「Iメッセージ」で伝えてみよう

パワーハラスメントに対する社会の目は年々厳しくなっています。

「部下に注意したいが、パワハラだと思われないだろうか」と悩む管理職の方は多いのではないでしょうか。人の感じ方は様々ですので、残念ながら、「部下にパワハラだと思わせない完ぺきな注意の仕方」は存在しません。しかし、「パワハラだと思わせる可能性をできるだけ小さくする(相手がネガティブな感情を抱く可能性を小さくする)注意の仕方」は存在します。

 

その一つが「Iメッセージ」です。

「Iメッセージ」は、アメリカの心理学者トマス・ゴードン博士によって提唱された「I(わたし)」を主語にして、相手に気持ちを伝える方法です。「Iメッセージ」の反対は、You(あなた)を主語にする「Youメッセージ」になります。次の場面での「Youメッセージ」「Iメッセージ」を考えてみましょう。

 

「明日までに完成させなければいけない急ぎの仕事がある。

しかし、部下が大きな声で雑談をしているため、仕事に集中できずイライラしている」

 

この場面で部下に対し、「(あなたは)うるさいから静かにしろ」と言うのが「Youメッセージ」です。この発言には「あなたはうるさくて悪い奴だ」という評価と非難、そして、「静かにしろ」という命令が含まれています。つまり、「私が正しくてお前は悪者である。私に従え」というメッセージが隠れているわけです。あなたの口調が穏やかで、部下との関係が良好であれば、このような発言をしても問題は生じないでしょう。しかし、あなたと部下の関係が悪い場合、隠れたメッセージにより、部下はおとしめられたと感じ、パワハラだと思うかもしれません。

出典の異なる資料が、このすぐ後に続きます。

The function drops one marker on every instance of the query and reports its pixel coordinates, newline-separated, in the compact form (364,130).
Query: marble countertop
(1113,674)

では、「Iメッセージ」ではどのような発言になるでしょうか。「Iメッセージ」には、3つの要素が含まれます。(※1)

 

①(相手の)行動に対する非難がましくない表現

②その行動がもたらす自分への具体的で目に見える影響

③その負担についての自分の感情

 

①~③を含めると、「Iメッセージ」は、

「(私は)大きな声で話をされると(行動の表現)、作業に集中できないんだ。明日が締切なのに半分しかできてなくて(自分への影響)、すごく焦ってるんだよね(自分の感情)」となります。

ポイントは、相手の行動を判断せず客観的に表現すること、怒りの感情については、怒りそのものではなく、怒りを生み出している一次感情(この場面では焦りや不安)を表現することです。

このように言われたら、たいていの人は、素直に申し訳ないと思うのではないでしょうか。少なくともパワハラだとは思わないでしょう。

「Iメッセージ」を発信するためには、自分の本当の感情に向き合わなければなりません。

つまり「Iメッセージ」は、相手を尊重する表現であると同時に、自分を大切にする表現でもあるのです。

相手も自分も大切にする「Iメッセージ」に、明日からチャレンジしてみませんか。